The mismatch distribution represents the frequency of the number of nucleotide sites which differ between all unique pairs of DNA sequences from a population where the more nucleotide sites which differ from unique sequence pairs the older the mutations are considered to be.
the comparison of these values can indicate population demographic changes for example, if haplotype diversity is higher than nucleotide diversity in a population this can be indicative of a population expansion event after a population has experienced a bottleneck
In Relative_freq_plots.sh steps 1 and 2 above are combined.
Example of usage: ./Relative_freq_plots.sh test.fasta test.translated.fasta test group_info.csv Host
Notes on usage:
- Column names must be the same as shown in the test files (see group_info.csv).
- Relative frequencies and sorted allele and protein variation information for each individual in the dataset is always ouput as:
group_allele_counts.csv,group_protein_counts.csvandAllele_and_protein_variants.csv
coming soon...
This work is still under development but if you use these scripts in your work please cite it as:
Eldridge, C.J.L, Majoros, G., Cook, R.T., Kidd, D., Emery, A.M., Lawton, S.P. (2021). Popgen-suite [Software]. Unpublished.

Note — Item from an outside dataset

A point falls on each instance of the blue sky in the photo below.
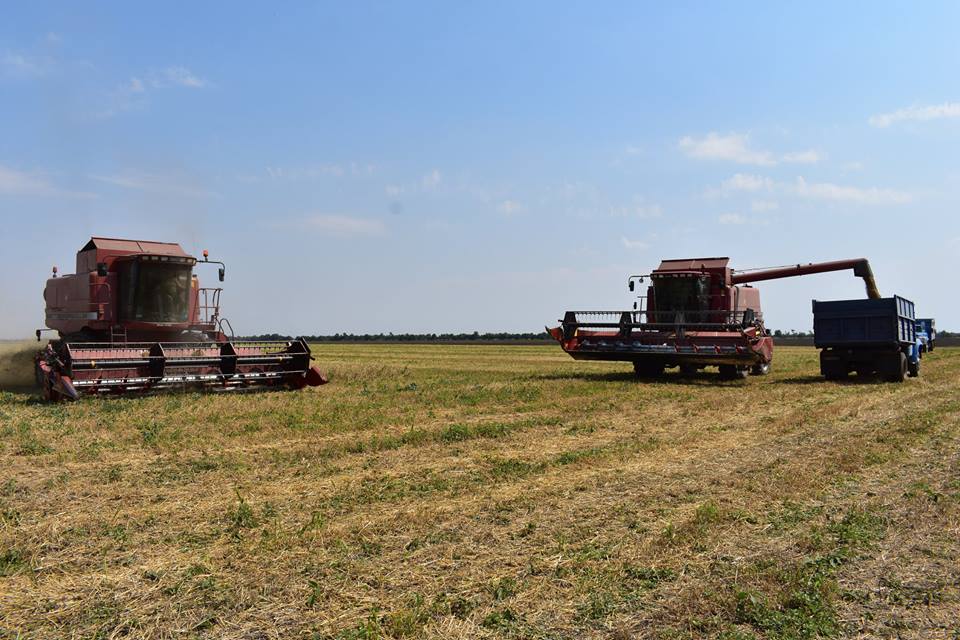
(367, 167)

If you use Relative_geno_pheno_plots.R please also cite:
Paradis E (2010). “pegas: an R package for population genetics with an integrated–modular approach.” Bioinformatics, 26, 419-420. doi:10.1093/bioinformatics/btp696.
Paradis E, Schliep K (2019). “ape 5.0: an environment for modern phylogenetics and evolutionary analyses in R.” Bioinformatics, 35, 526-528. doi:10.1093/bioinformatics/bty633.
This work is licensed under a Creative Commons Attribution 4.0 International License.